Взгляд его встретился с налитыми кровью глазами Такиса и прочих его друзей, с которыми Драконт вчера расстался в асклепионе. Он вспомнил их хмельную ярость, вспомнил Поликсену, рыдающую на теле избитого Чаритона, вспомнил гнусный голос предателя-асклепиада…
Друзья один за другим отводили от него глаза. Драконт видел их насквозь. Он знал, что злодеяние в асклепиаде совершили они! И он знал, что, если бы неистовая страсть к Никарете не увела его прочь, он тоже мог бы оказаться рядом с приятелями и, возможно, так же, как они, мыл свои запятнанные кровью руки в том же самом водоеме меж сладко благоухающих кустов, усыпанных мелкими бледными розами. И, вполне может статься, его не остановила бы даже благодарность Поликсене, которая спасла жизнь его матери…
Так разве вправе Драконт осудить своих друзей? Он вырос рядом с ними, ходил в городской гимнасий, играл в эфетинду, уранию и тригон, когда был еще мальчишкой, был в одной команде гарпастона!

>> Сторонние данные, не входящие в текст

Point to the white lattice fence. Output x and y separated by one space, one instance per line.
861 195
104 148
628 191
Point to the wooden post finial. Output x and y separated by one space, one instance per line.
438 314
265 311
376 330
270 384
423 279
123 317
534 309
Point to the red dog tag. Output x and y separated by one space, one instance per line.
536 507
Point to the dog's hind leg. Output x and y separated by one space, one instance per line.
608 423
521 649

[107] С ними вместе участвовал в военных походах, убивал, брал женщин и делил военную добычу… С ними пировал на симпосиях, с ними покупал дорогих коней, рабов и собак, баловался с наложниками, ставил на кон мину или даже талант ради победы петуха, выкормленного в его птичнике… Да разве может он отдать их на расправу палачу только потому, что плоть его беснуется, а сердце трепещет, только потому, что он лишился рассудка от страсти к какой-то женщине, о которой не знает ничего, кроме имени – и того, что она, конечно, прожженная порна, ибо живет в доме гетеры и готова швырнуть под ноги толпе свою честь, защищая асклепиада… своего любовника?!